A Michigan financial adviser says Saddam Hussein long ago stole a chunk of his land that now houses a U.S. and Iraqi military installation — and he wants the real estate back.

What to do?

Hire a pair of well-connected lobbyists in Jason Poblete and Mauricio Tamargo, partners at the D.C. and Coral Gables-based firm Poblete Tamargo who both once worked for the federal government.

Their mission: Help Walid Habboo, who fled Iraq in the early 1970s to escape persecution and now works for Wells Fargo Advisors in Farmington Hills, Mich., recoup a disputed 35- acre plot in southeast Baghdad that Habboo says once belonged to his family.

Poblete and Tamargo registered to specifically lobby Michigan’s congressional delegation on Habboo’s behalf regarding issues that involve “confiscated property and related claims against the Republic of Iraq,” according to U.S. Senate disclosure filed Friday and an interview with Poblete.

The two men have also served as his lawyers for about a year.

“For a U.S. citizen to resolve a property claim in a foreign country, it’s a pretty tall order,” said Poblete, who served as a staffer for Rep.

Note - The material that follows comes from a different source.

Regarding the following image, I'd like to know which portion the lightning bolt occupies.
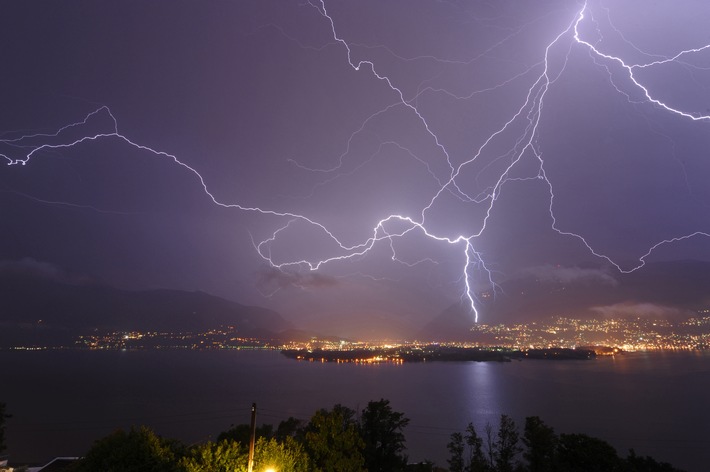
[5,0,710,322]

Bill Thomas, R-Calif., and the House Administration Committee before joining the private sector in 2003.

Lobbyists-for-hire typically represent corporations, unions or moneyed special interest groups. Picket signs, petitions and public meetings account for more traditional methods for private citizens attempting to voice frustration to federal lawmakers.

But for international cases like Habboo’s, retaining a lobbyist might be the only way for U.S. nationals to resolve the issues, Poblete said.

“People like the Habboo family are usually the last people dealt with because they don’t have the clout to reach into this process.” Poblete said. “A lot of these Iraqi-American families haven’t had the recourse that a lot of big companies have had.”

Habboo, a U.S. citizen, and his family are Chaldean Christian, a sect of Assyrian Christians who have sometimes faced violent marginalization in Iraq.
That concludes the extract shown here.